Yes about dissociating! I can really relate Amber and Beverly and Darlene. I have a slumped posture…someone once described it as “scrunched” and she was right. When I’m aware of it, I also shrink emotionally in response to other people’s strong emotions e.g. reduced eye contact, looking away, not responding, not being “there”. And if I dig further, I have a shrunken way of being in the world that manifests as: not noticing my surroundings in the detail that other people do, being “in my head”, keeping conversation surface when I feel uneasy, feeling strong emotions much later especially anger. I once had a therapist ask me in a session “Where did you go?” and it was true that I went somewhere in my mind and wasn’t in the conversation anymore.

Lately I’ve been digging even deeper and I think I have shrunken my dreams and goals, not seen myself as worthy of a love relationship, and have become somewhat stuck in my small world.

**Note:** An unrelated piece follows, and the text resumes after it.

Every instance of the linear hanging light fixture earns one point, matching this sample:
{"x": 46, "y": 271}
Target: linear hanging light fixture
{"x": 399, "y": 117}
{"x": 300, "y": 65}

The good news is that I am becoming healthier and more aware of these behaviors and am trying to overcome them. Sometimes I think there is a reservoir of deep fear of which I am only vaguely aware. I didn’t have a model for living-in-the-present emotionally and it’s been a work in process to learn how to respond genuinely and in tune with what I’m feeling, and say things like “I don’t know what to say” or “I feel confused” or “I’m having strong feelings and need a break” or whatever. In the past I didn’t have a way to put words to those feelings!

Great topic Amber and Beverly and Darlene!!


Light, I can also relate to the things you wrote about. I never really thought about the shrinking until very recently. It’s almost as if I was trying to make myself disappear so I wouldn’t be in someone’s way, or do something they would get angry about, and of course, I needed to protect myself from punishment. I really feared expressing any feelings, wants, or needs. It always led to trouble. I think I shrunk so people wouldn’t notice me, and maybe I could stay out of trouble. Funny that people managed to find me anyway if they needed something to be done or if they needed a scapegoat. There is definitely a lot of fear associated with this. As I described in message 28, I belong Eve the shrinking originated when I was four and crouched and covered my face to try to avoid my mother’s hands slapping my face.

Love get I am happy to hear that you are becoming healthier and more aware of what is going on. That’s how I started almost three years ago. It is a long process but so worth it.